Thomas
Thomas

Reputation: 12107

row caching with Postgres

Being new to Postgres, I have a question regarding caching. I do not know how much is handled by the database, vs. how much I need to handle myself.

I have rows which are part of a time series. For the sake of example, let's say I have 1 row every second.

My query is to get the last minute (60 rows), on a rolling basis (from now - 1min to now).

Ideally, I could cache the last result in the client and request the last second. Unfortunately, the data has holes in it: some rows are missing and me be added a few seconds later. So I need to query the whole thing anyways.

I could find where the holes are and make a query just for these, this is also an option.

What I was wondering is: how much caching does Postgres perform on its own?

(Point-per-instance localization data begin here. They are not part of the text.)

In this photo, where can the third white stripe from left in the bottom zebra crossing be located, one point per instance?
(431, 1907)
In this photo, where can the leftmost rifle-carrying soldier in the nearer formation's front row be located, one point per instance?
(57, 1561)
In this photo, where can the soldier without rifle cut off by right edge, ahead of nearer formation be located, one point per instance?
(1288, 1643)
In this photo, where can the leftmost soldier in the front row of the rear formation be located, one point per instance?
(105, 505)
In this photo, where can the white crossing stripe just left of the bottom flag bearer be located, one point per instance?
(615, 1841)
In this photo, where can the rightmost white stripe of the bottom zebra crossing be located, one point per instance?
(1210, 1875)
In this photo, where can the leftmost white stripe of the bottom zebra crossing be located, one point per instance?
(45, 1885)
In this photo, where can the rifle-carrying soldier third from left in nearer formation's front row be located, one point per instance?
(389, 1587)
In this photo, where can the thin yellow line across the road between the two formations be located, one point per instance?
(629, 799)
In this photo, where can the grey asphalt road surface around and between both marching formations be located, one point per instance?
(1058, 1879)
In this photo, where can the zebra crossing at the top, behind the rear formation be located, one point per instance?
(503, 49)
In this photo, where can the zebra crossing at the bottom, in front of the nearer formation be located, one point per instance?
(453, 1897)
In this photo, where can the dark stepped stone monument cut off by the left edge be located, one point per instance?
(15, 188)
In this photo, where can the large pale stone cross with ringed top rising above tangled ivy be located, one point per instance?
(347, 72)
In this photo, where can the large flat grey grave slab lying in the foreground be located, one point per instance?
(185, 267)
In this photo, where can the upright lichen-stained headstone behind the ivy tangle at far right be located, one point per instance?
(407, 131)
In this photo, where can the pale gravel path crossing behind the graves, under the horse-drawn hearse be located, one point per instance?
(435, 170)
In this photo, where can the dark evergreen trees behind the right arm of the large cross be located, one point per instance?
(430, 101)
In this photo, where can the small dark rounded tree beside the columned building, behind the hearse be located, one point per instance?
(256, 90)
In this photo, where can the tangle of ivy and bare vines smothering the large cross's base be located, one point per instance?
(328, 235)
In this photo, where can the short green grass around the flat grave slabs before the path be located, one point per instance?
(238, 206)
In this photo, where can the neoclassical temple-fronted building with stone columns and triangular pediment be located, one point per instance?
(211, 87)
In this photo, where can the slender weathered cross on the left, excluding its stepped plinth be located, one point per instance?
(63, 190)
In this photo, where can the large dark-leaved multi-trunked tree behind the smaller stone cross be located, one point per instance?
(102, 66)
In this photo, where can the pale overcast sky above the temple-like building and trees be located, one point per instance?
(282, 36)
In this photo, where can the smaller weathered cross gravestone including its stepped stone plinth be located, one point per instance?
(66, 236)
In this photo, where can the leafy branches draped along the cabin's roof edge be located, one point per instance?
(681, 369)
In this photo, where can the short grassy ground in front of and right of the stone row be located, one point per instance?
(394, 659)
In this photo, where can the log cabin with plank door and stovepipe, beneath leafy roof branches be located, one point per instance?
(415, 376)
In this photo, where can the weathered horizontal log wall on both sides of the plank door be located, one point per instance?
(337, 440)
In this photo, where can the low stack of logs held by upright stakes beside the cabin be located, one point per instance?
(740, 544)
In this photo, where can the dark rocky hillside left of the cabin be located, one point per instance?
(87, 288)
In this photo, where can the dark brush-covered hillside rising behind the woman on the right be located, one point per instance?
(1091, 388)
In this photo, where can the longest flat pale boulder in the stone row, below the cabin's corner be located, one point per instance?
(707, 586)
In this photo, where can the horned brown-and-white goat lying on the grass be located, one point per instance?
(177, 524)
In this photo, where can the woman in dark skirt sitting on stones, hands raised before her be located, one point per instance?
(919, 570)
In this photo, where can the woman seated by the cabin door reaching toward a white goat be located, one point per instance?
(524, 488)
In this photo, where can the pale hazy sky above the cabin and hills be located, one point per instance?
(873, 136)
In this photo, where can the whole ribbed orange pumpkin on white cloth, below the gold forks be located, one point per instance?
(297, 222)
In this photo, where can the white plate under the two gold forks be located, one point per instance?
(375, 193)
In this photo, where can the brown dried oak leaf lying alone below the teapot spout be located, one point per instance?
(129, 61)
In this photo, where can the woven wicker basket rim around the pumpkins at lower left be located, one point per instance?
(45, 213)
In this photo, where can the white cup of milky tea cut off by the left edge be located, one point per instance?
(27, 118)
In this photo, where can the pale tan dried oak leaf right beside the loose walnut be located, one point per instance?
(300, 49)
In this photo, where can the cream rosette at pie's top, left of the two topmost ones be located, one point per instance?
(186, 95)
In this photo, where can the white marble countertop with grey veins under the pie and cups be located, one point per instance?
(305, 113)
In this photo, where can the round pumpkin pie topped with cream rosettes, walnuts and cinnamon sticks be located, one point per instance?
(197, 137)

If I have a query returning rows 3, 4, 5, 6 and my next query returns 4, 5, 6, 7. Would rows 4, 5, 6 have to be fetched again, or are they cached by the database?

Upvotes: 1

Views: 1759

Answers (2)

klin
klin

Reputation: 121594

Postgres includes an extensive caching system. It is very likely that subsequent executions of the same query will use the cached data, but we have virtually no influence on it because the cache works autonomously. What can and should be done is to use prepared statements. Per the documentation:

A prepared statement is a server-side object that can be used to optimize performance. When the PREPARE statement is executed, the specified statement is parsed, analyzed, and rewritten. When an EXECUTE command is subsequently issued, the prepared statement is planned and executed. This division of labor avoids repetitive parse analysis work, while allowing the execution plan to depend on the specific parameter values supplied.

However, the scenario described in the question suggests a completely different approach to the issue, namely the use of the NOTIFY / LISTEN feature. In brief:

  • the server sends a notification every time a row is inserted into the table,
  • the application listens on the agreed channel and receives newly entered rows.

In this solution, the application performs the query only once and completes the data from notifications.

Sample trigger function:

create or replace function before_insert_on_my_table()
returns trigger language plpgsql as $$
begin
    perform pg_notify('my_data', new::text);
    return new;
end $$;

create trigger before_insert_on_my_table
before insert on my_table
for each row execute procedure before_insert_on_my_table();

The implementation of the LISTEN statement in an application depends on the language used. For example, the python psycopg2 has convenient tools for it.

Read more about NOTIFY in the docs.

Upvotes: 1

Laurenz Albe
Laurenz Albe

Reputation: 246383

PostgreSQL caches data automatically. Data are read, written and cached in units of 8kB, and whenever you access a row, the block containing the row will be cached.

All you have to make sure is that you have an index on the timestamp of your table, otherwise PostgreSQL has to read the whole table to compute the result. With an index it will read (and cache) only the blocks that contain the data you need, and that will speed up your next query for these data.